I shrugged, feeling a little sad because I could tell by the general vibrations that things were not really “okay.” I was tempted to take her into Manchester with me, but I knew that would only compound the problem for both of us . . . checking into the Wayfarer at three thirty, then up again at seven for a quick breakfast and then into the press bus for a long day of watching McGovern shake hands with people at factory gates.

Could she handle that madness? Probably not. And even if she could, why do it? A political campaign is a very narrow ritual, where anything weird is unwelcome. I am trouble enough by myself; they would never tolerate me if I showed up with a nervous blonde nymphet who thought politics was some kind of game played by old people, like bridge.

No, it would never do. But on my way into Manchester, driving like a werewolf, it never occurred to me that maybe I was not quite as sane as I’d always thought I was. There is something seriously bent, when you think on it, in the notion that a man with good sense would race out of his peaceful home and fly off in a frenzy like some kind of electrified turkey buzzard to spend three or four days being carried around the foulest sections of New England like a piece of meat, to watch another man, who says he wants to be president, embarrassing a lot of people by making them shake his hand outside factory gates at sunrise.

Harold Hughes Is Your Friend

Manchester, New Hampshire, is a broken-down mill town on the Merrimack River with an aggressive Chamber of Commerce and America’s worst newspaper. There is not much else to say for it, except that Manchester is a welcome change from Washington, D.C.

I checked into the Wayfarer, just before dawn, and tried to get some music on my high-powered waterproof Sony, but there was nothing worth listening to. Not even out of Boston or Cambridge. So I slept
a few hours and then joined the McGovern caravan for a tour of the Booth Fisheries, in Portsmouth.

It was a wonderful experience. We stood near the time clock as the shifts changed & McGovern did his handgrabbing thing. There was no way to avoid him, so the workers shuffled by and tried to be polite. McGovern was blocking the approach to the drinking fountain, above which hung a sign saying “Dip Hands in Hand Solution Before Returning to Work.”

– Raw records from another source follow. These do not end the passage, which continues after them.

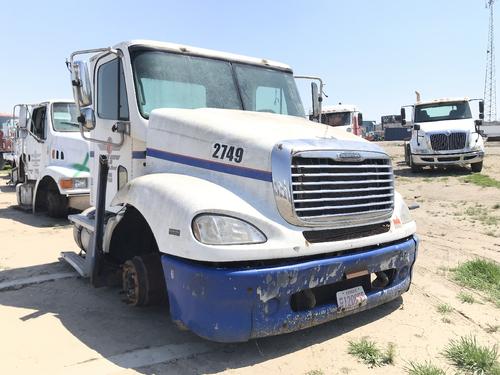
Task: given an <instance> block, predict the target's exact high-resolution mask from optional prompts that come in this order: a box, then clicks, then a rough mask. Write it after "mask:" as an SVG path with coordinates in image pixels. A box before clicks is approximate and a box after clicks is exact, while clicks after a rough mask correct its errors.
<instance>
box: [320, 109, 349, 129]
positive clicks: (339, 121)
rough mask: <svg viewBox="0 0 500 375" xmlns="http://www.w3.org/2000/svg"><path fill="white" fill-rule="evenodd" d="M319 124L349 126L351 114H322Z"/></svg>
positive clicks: (330, 113) (324, 113) (347, 112)
mask: <svg viewBox="0 0 500 375" xmlns="http://www.w3.org/2000/svg"><path fill="white" fill-rule="evenodd" d="M321 122H322V123H323V124H326V125H330V126H345V125H351V112H334V113H323V114H322V115H321Z"/></svg>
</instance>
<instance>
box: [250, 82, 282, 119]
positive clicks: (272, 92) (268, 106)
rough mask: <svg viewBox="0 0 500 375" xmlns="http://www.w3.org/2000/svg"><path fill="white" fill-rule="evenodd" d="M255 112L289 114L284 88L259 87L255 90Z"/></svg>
mask: <svg viewBox="0 0 500 375" xmlns="http://www.w3.org/2000/svg"><path fill="white" fill-rule="evenodd" d="M255 110H256V111H259V112H271V113H280V114H285V115H286V114H288V108H287V106H286V100H285V96H284V95H283V89H282V88H275V87H266V86H259V87H257V90H255Z"/></svg>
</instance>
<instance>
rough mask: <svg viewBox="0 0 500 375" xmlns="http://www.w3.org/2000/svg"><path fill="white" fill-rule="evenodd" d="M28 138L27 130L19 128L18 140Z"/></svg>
mask: <svg viewBox="0 0 500 375" xmlns="http://www.w3.org/2000/svg"><path fill="white" fill-rule="evenodd" d="M27 136H28V129H27V128H19V138H21V139H24V138H26V137H27Z"/></svg>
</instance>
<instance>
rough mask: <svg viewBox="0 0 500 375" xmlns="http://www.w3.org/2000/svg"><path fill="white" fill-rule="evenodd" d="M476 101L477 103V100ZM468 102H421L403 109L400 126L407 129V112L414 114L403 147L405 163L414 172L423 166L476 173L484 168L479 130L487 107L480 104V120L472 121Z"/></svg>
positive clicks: (439, 101) (481, 144)
mask: <svg viewBox="0 0 500 375" xmlns="http://www.w3.org/2000/svg"><path fill="white" fill-rule="evenodd" d="M476 100H477V99H476ZM470 102H471V100H470V99H468V98H445V99H437V100H431V101H421V100H420V94H418V93H417V102H416V103H415V104H414V105H411V106H404V107H402V108H401V123H402V125H403V126H405V125H406V108H407V107H410V108H411V111H412V118H411V120H412V132H411V138H410V140H409V141H406V142H405V144H404V148H405V149H404V151H405V162H406V164H407V165H408V166H409V167H410V168H411V170H412V172H418V171H419V170H421V168H422V167H424V166H431V167H445V166H450V165H460V166H464V165H467V164H470V166H471V169H472V171H473V172H480V171H481V170H482V168H483V158H484V141H483V136H482V131H481V129H480V126H481V125H482V119H483V117H484V103H483V101H482V100H479V119H477V120H474V119H473V118H472V112H471V108H470Z"/></svg>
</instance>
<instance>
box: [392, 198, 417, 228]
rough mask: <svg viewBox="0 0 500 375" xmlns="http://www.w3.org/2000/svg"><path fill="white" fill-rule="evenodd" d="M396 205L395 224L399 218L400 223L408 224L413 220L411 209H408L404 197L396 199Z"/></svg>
mask: <svg viewBox="0 0 500 375" xmlns="http://www.w3.org/2000/svg"><path fill="white" fill-rule="evenodd" d="M395 203H396V207H395V210H394V214H395V216H396V217H395V218H394V224H396V222H397V219H399V221H400V224H407V223H410V222H412V221H413V219H412V218H411V214H410V210H409V209H408V206H407V205H406V203H405V201H404V200H403V198H400V199H396V200H395Z"/></svg>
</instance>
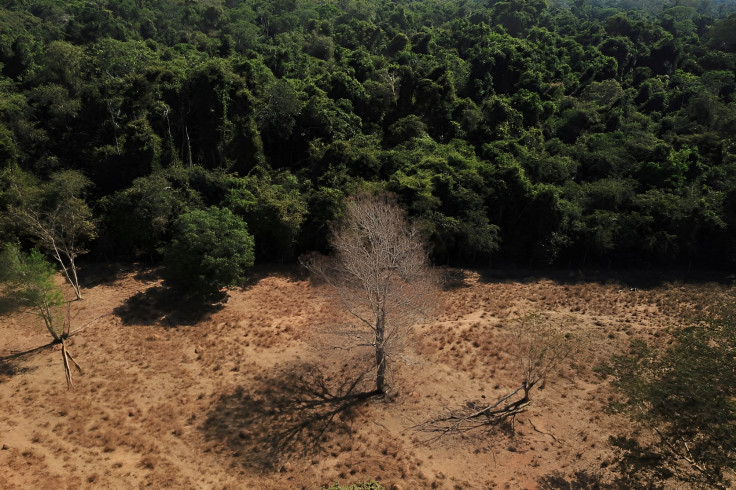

The place was like a big aircraft hangar full of fish, with a strange cold gaseous haze hanging over everything—and a lot of hissing & humming from the fish-packing machines on the assembly line. I have always liked seafood, but after thirty minutes in that place I lost my appetite for it.

The next drill was the official opening of the new McGovern headquarters in Dover, where a large crowd of teenagers and middle-aged liberals were gathered to meet the candidate. This age pattern seemed to prevail at every one of McGovern’s public appearances: the crowds were always a mix of people either under twenty or over forty. The meaning of this age diversion didn’t hit me until I looked back on my notes and saw how consistent it was . . . even at the Massachusetts Rad/Lib Caucus, where I guessed the median age to be thirty-three; that figure was a rough mathematical compromise, rather than a physical description. In both Massachusetts and New Hampshire, the McGovern/McCarthy crowds were noticeably barren of people between twenty-five and thirty-five.